Scott Morrison claims nobody knows who NSW Environment Minister Matt Kean is. Well, they do now.

The Prime Minister delivered a stunning rebuke to the NSW Liberal government minister over divisions in the party over climate action.

NSW Environment Minister Matt Kean has spoken out about tensions in the party over the issue, telling Sky News senior cabinet ministers want the Prime Minister to take strong action.

“Matt Kean doesn’t know what he’s talking about. He doesn’t know what’s going on in the federal cabinet,” Mr Morrison told ABC radio on Monday.

The Prime Minister then followed up with a personal attack, calling the minister’s profile into question.

“Most of the federal cabinet wouldn’t even know who Matt Kean was.”

It was a strange claim from the Prime Minister, given he signed a press release with Mr Kean barely three months ago.

Trade Minister Simon Birmingham admitted knowing who the NSW minister is. Asked if he knows Mr Kean, Mr Birmingham told Sky News: “Yes, I do.”

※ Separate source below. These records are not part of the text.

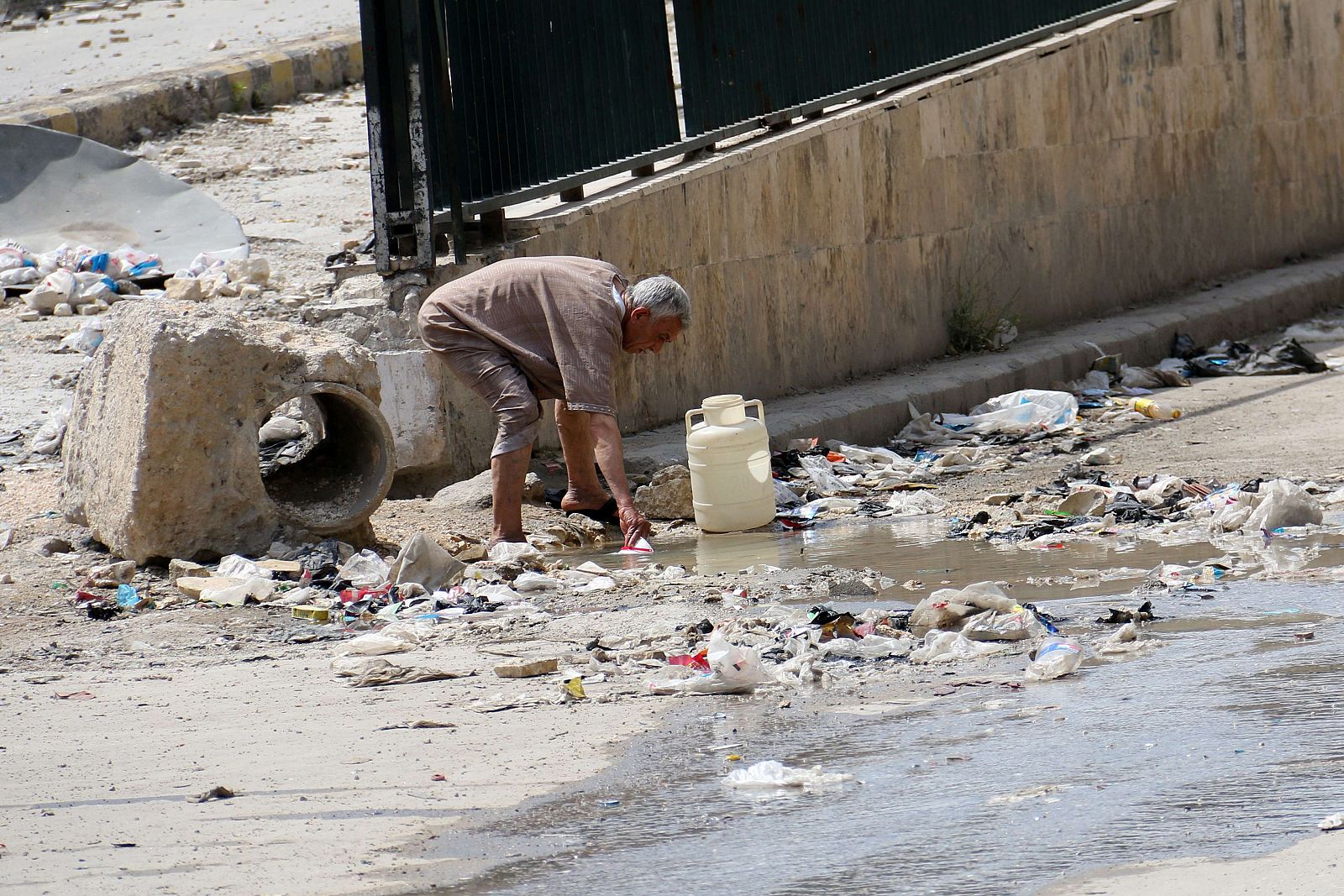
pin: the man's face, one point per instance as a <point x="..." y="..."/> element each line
<point x="643" y="333"/>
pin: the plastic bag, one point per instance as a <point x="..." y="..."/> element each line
<point x="537" y="582"/>
<point x="55" y="288"/>
<point x="1055" y="658"/>
<point x="776" y="774"/>
<point x="784" y="496"/>
<point x="916" y="504"/>
<point x="239" y="567"/>
<point x="871" y="647"/>
<point x="53" y="434"/>
<point x="1003" y="626"/>
<point x="427" y="563"/>
<point x="1019" y="412"/>
<point x="252" y="590"/>
<point x="826" y="481"/>
<point x="1283" y="503"/>
<point x="365" y="570"/>
<point x="948" y="647"/>
<point x="938" y="613"/>
<point x="732" y="669"/>
<point x="396" y="638"/>
<point x="514" y="553"/>
<point x="84" y="340"/>
<point x="17" y="275"/>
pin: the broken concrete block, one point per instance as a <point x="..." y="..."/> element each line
<point x="667" y="496"/>
<point x="194" y="586"/>
<point x="468" y="495"/>
<point x="534" y="490"/>
<point x="161" y="456"/>
<point x="186" y="570"/>
<point x="183" y="289"/>
<point x="528" y="669"/>
<point x="427" y="563"/>
<point x="248" y="270"/>
<point x="282" y="567"/>
<point x="113" y="574"/>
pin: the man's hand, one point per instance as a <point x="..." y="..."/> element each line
<point x="633" y="526"/>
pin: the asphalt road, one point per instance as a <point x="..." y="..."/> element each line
<point x="151" y="38"/>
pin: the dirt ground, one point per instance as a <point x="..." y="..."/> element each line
<point x="109" y="727"/>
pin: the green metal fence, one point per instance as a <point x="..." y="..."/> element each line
<point x="475" y="105"/>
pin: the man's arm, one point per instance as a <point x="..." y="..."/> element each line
<point x="606" y="443"/>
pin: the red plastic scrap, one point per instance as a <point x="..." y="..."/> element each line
<point x="692" y="661"/>
<point x="351" y="595"/>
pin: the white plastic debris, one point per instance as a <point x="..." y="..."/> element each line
<point x="396" y="638"/>
<point x="826" y="481"/>
<point x="512" y="553"/>
<point x="423" y="562"/>
<point x="239" y="567"/>
<point x="365" y="570"/>
<point x="871" y="647"/>
<point x="1332" y="822"/>
<point x="1021" y="412"/>
<point x="1281" y="504"/>
<point x="253" y="590"/>
<point x="537" y="582"/>
<point x="948" y="647"/>
<point x="732" y="669"/>
<point x="916" y="504"/>
<point x="51" y="434"/>
<point x="773" y="774"/>
<point x="1055" y="658"/>
<point x="784" y="496"/>
<point x="84" y="340"/>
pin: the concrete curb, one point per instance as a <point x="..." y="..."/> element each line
<point x="118" y="114"/>
<point x="871" y="411"/>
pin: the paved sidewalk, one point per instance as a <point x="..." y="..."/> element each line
<point x="159" y="36"/>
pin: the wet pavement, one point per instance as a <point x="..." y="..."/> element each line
<point x="1220" y="741"/>
<point x="918" y="550"/>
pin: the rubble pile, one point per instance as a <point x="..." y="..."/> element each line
<point x="81" y="280"/>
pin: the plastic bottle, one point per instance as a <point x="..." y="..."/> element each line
<point x="729" y="454"/>
<point x="1152" y="409"/>
<point x="1055" y="658"/>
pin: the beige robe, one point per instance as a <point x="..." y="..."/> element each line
<point x="526" y="329"/>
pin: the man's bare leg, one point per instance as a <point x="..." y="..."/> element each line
<point x="508" y="472"/>
<point x="585" y="490"/>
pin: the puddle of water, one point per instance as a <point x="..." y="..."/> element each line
<point x="1210" y="745"/>
<point x="920" y="550"/>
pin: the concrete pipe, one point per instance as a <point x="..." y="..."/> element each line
<point x="346" y="474"/>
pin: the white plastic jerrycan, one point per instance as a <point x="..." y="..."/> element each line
<point x="729" y="456"/>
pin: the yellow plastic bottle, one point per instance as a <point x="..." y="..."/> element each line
<point x="729" y="454"/>
<point x="1152" y="409"/>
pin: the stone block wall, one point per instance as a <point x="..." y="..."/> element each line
<point x="1175" y="144"/>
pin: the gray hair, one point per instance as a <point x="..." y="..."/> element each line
<point x="664" y="297"/>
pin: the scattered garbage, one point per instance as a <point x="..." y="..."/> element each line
<point x="1238" y="359"/>
<point x="1332" y="822"/>
<point x="773" y="774"/>
<point x="53" y="434"/>
<point x="528" y="669"/>
<point x="1055" y="658"/>
<point x="214" y="793"/>
<point x="732" y="669"/>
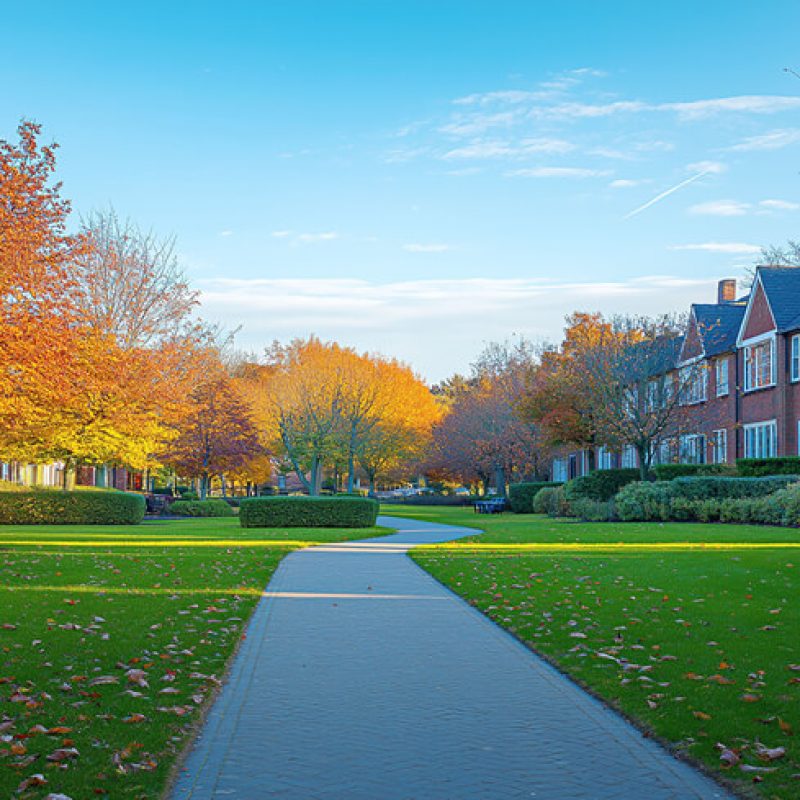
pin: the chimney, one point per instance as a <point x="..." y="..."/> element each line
<point x="726" y="291"/>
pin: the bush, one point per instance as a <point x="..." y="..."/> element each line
<point x="43" y="507"/>
<point x="201" y="508"/>
<point x="668" y="472"/>
<point x="602" y="484"/>
<point x="308" y="512"/>
<point x="592" y="510"/>
<point x="520" y="495"/>
<point x="720" y="487"/>
<point x="644" y="502"/>
<point x="758" y="467"/>
<point x="545" y="500"/>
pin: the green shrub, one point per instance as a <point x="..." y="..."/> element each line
<point x="643" y="502"/>
<point x="602" y="484"/>
<point x="201" y="508"/>
<point x="668" y="472"/>
<point x="308" y="512"/>
<point x="520" y="495"/>
<point x="759" y="467"/>
<point x="86" y="507"/>
<point x="546" y="500"/>
<point x="592" y="510"/>
<point x="720" y="487"/>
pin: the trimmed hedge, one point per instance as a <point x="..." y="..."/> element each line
<point x="771" y="500"/>
<point x="719" y="487"/>
<point x="520" y="495"/>
<point x="201" y="508"/>
<point x="759" y="467"/>
<point x="308" y="512"/>
<point x="602" y="484"/>
<point x="550" y="501"/>
<point x="668" y="472"/>
<point x="85" y="507"/>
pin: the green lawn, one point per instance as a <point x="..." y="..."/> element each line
<point x="112" y="640"/>
<point x="702" y="649"/>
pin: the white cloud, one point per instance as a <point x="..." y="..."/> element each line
<point x="558" y="172"/>
<point x="504" y="149"/>
<point x="779" y="205"/>
<point x="707" y="167"/>
<point x="431" y="323"/>
<point x="731" y="248"/>
<point x="721" y="208"/>
<point x="774" y="140"/>
<point x="426" y="248"/>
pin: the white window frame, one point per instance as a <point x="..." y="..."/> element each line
<point x="752" y="346"/>
<point x="629" y="457"/>
<point x="605" y="458"/>
<point x="561" y="470"/>
<point x="694" y="384"/>
<point x="719" y="450"/>
<point x="695" y="444"/>
<point x="761" y="439"/>
<point x="722" y="370"/>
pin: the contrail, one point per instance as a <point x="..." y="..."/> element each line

The Prime Minister, who is from the NSW branch of the party himself, has insisted the reported divisions over the climate are a “beat-up”.

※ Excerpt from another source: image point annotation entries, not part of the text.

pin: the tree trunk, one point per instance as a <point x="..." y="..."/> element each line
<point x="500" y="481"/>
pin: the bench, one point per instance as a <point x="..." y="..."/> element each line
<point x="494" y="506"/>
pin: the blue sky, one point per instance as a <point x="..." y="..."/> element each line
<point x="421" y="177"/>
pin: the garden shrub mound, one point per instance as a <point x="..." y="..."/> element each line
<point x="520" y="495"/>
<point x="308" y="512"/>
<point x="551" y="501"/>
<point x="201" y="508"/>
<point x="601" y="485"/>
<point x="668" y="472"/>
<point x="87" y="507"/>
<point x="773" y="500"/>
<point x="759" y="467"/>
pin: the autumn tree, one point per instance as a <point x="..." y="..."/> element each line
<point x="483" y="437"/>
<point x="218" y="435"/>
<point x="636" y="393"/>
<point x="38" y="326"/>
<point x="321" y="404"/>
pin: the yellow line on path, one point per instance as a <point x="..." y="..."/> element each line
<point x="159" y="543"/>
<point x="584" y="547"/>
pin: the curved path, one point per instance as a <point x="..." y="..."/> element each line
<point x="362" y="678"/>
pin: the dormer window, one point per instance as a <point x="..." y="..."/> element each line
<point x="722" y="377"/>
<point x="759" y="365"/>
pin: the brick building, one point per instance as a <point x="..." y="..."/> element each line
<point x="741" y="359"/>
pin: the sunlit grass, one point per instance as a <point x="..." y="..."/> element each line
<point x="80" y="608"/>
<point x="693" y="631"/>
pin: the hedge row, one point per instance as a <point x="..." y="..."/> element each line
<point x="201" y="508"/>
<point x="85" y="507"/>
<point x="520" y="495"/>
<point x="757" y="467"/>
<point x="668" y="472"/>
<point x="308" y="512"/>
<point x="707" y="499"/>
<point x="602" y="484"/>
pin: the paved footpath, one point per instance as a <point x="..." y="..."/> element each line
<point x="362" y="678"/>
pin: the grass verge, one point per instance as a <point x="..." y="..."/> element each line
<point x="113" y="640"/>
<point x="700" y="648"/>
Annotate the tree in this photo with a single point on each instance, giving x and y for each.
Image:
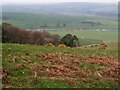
(70, 40)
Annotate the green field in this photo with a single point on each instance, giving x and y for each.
(34, 21)
(20, 62)
(106, 36)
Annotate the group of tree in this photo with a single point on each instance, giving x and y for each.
(11, 34)
(70, 40)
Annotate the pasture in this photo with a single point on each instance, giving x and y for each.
(57, 21)
(105, 36)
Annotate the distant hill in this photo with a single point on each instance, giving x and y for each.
(106, 9)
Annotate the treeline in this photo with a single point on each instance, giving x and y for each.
(11, 34)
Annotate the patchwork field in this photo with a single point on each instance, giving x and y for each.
(54, 67)
(105, 36)
(56, 21)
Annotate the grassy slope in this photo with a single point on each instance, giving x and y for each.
(105, 36)
(14, 54)
(31, 20)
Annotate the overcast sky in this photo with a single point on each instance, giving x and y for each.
(45, 1)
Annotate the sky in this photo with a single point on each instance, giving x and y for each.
(54, 1)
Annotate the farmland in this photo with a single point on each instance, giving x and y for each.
(106, 36)
(88, 57)
(53, 67)
(54, 21)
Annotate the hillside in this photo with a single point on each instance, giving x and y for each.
(52, 67)
(38, 21)
(78, 8)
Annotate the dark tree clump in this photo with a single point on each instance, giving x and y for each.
(70, 40)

The deadly and unprecedented bushfires have renewed public pressure on the government over its climate policies, with calls for the Coalition to take more action.

cladding fire ruling

NSW Environment Minister Matt Kean has no doubt the planet is in peril. Photo: AAP

It has also seen a public shift in Mr Morrison’s approach to talking about the issue, insisting his government has always understood climate change, while some backbenchers continue to decry the science.

Mr Morrison has turned his focus on climate change adaptation and resilience, but has backed in coal exports and rejected a price on carbon emissions.

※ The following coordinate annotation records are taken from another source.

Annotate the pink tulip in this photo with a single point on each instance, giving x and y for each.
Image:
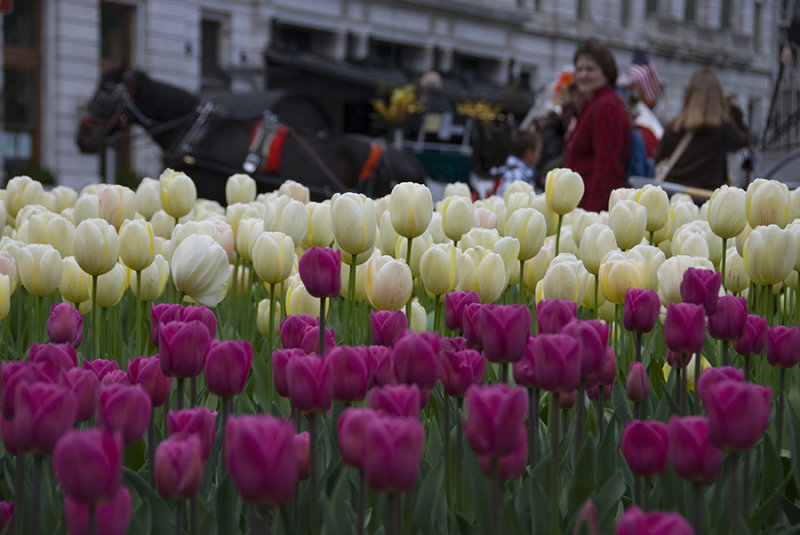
(65, 325)
(111, 517)
(88, 464)
(416, 359)
(310, 383)
(728, 322)
(685, 327)
(690, 450)
(198, 421)
(738, 414)
(261, 457)
(783, 346)
(552, 315)
(460, 369)
(349, 372)
(59, 357)
(126, 409)
(640, 311)
(396, 400)
(351, 430)
(182, 348)
(701, 287)
(558, 363)
(146, 372)
(495, 418)
(454, 304)
(293, 328)
(392, 453)
(227, 366)
(645, 445)
(179, 466)
(86, 388)
(386, 325)
(509, 466)
(320, 270)
(43, 413)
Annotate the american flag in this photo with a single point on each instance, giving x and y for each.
(644, 72)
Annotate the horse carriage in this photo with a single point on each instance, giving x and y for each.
(274, 136)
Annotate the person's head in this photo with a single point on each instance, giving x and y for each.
(526, 145)
(704, 103)
(595, 67)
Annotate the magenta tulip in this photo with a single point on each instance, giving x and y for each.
(454, 304)
(645, 445)
(553, 314)
(509, 466)
(88, 465)
(460, 369)
(690, 450)
(685, 327)
(728, 322)
(386, 325)
(349, 371)
(182, 348)
(320, 270)
(198, 421)
(65, 325)
(392, 453)
(783, 346)
(126, 409)
(261, 457)
(495, 419)
(293, 329)
(227, 366)
(351, 429)
(86, 388)
(738, 414)
(310, 383)
(396, 400)
(179, 466)
(637, 385)
(146, 372)
(754, 339)
(701, 287)
(111, 517)
(558, 363)
(640, 311)
(43, 412)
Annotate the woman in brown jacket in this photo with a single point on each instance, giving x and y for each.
(717, 127)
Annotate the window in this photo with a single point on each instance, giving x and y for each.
(21, 69)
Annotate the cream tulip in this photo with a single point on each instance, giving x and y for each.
(39, 268)
(95, 246)
(563, 190)
(273, 256)
(200, 269)
(240, 188)
(178, 193)
(411, 208)
(727, 213)
(136, 244)
(388, 282)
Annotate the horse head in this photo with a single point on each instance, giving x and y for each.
(108, 110)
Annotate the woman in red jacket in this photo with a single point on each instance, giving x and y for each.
(597, 148)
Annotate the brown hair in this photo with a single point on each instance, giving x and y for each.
(704, 103)
(600, 54)
(522, 140)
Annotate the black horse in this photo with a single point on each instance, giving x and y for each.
(211, 139)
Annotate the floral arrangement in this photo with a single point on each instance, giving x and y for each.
(508, 365)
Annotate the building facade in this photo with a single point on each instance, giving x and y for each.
(55, 50)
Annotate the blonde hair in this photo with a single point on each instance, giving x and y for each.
(704, 104)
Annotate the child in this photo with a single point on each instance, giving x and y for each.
(526, 149)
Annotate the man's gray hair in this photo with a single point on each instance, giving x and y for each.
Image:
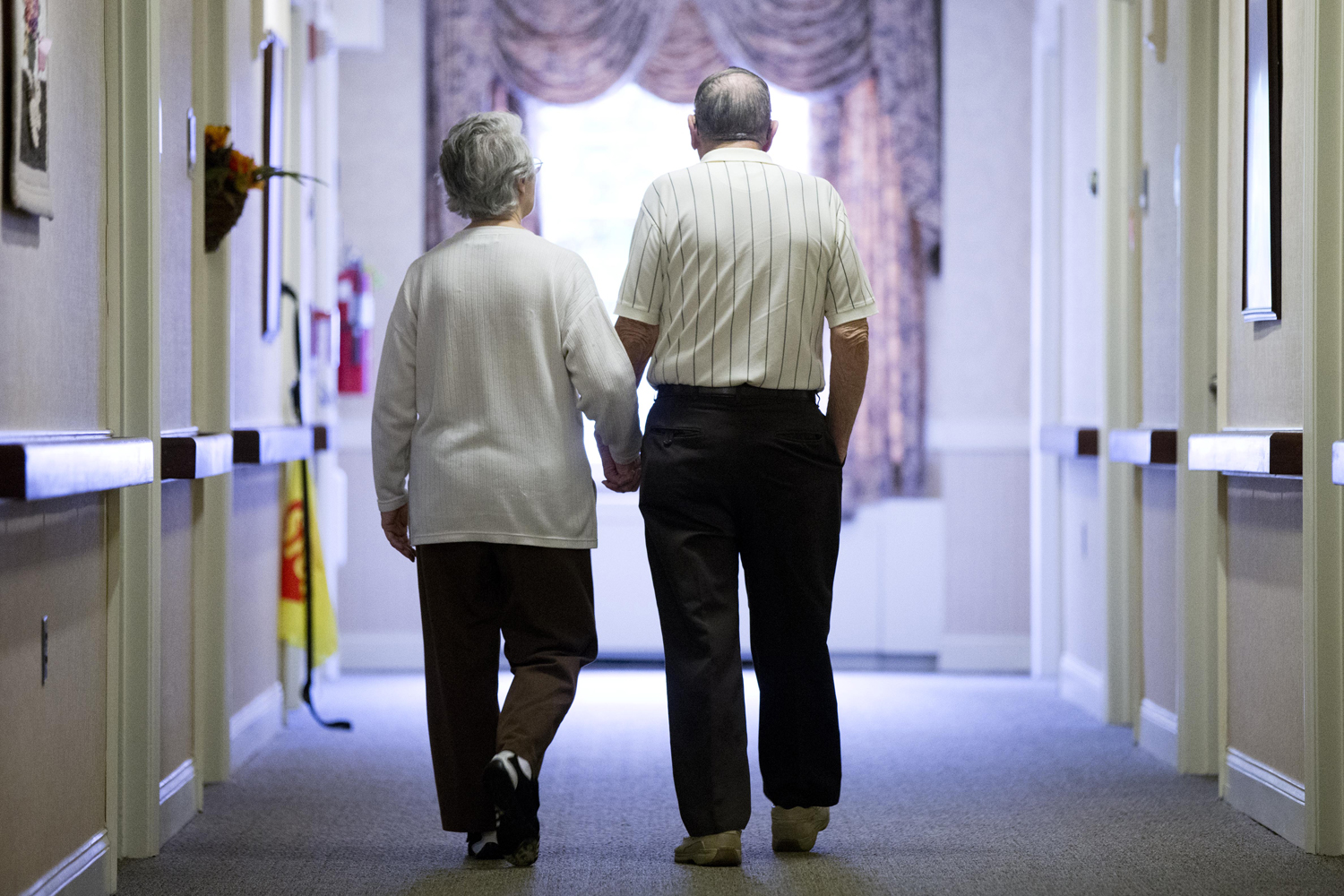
(481, 161)
(733, 104)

Mr Morrison also denied that federal Liberals were pushing to increase the emissions reduction target and ruled out a carbon tax.

“The government is completely united on focusing on the challenge of the response to the current bushfire crisis and meeting and beating our emissions reduction targets and taking our climate policies forward over the next term of government.”

The Prime Minister said the government was still aiming for a 26 per cent emission reduction, and noted that while the government had a target, “that can’t be said for everyone else”.

That was a swipe at Labor whose leader Anthony Albanese said it would review its 45 per cent target and might not set a 2030 target.

Mr Albanese said that while Labor wanted “ambitious” targets, the plan to cut emissions by 45 per cent below 2005 levels by 2030 was a policy developed in 2015 and should have been reviewed before last year’s election.

“Frankly, I think it was a mistake in 2019 to continue to say ‘well, we’ll do exactly what we’re doing in 2015″ – as if it hadn’t changed,” Mr Albanese told Sky News on Sunday.

NSW’s Mr Kean said he thought it wasn’t “just moderates that want more action when it comes to reducing our emissions, I think it’s people right across the party.

“It’s not just moderates that have been breathing in the smoke. It’s not just moderates that have seen the ash falling out of the sky. It’s not just moderates that have seen the devastating impacts these bushfires have had on people, property and our beautiful, natural environment,” he said.

“There is widespread support for the Prime Minister to take strong action when it comes to climate change and I understand a group of moderate MPs, and MPs right across the party, from different states, different factions, all want to see decisive and responsible action.”

Former prime minister Kevin Rudd believes the federal government has a problem when it comes to addressing the issue of climate change.

Speaking on CNN, Mr Rudd says Australia has “for the better part of a decade had continued, conservative government … which has run an agenda of climate change denial”.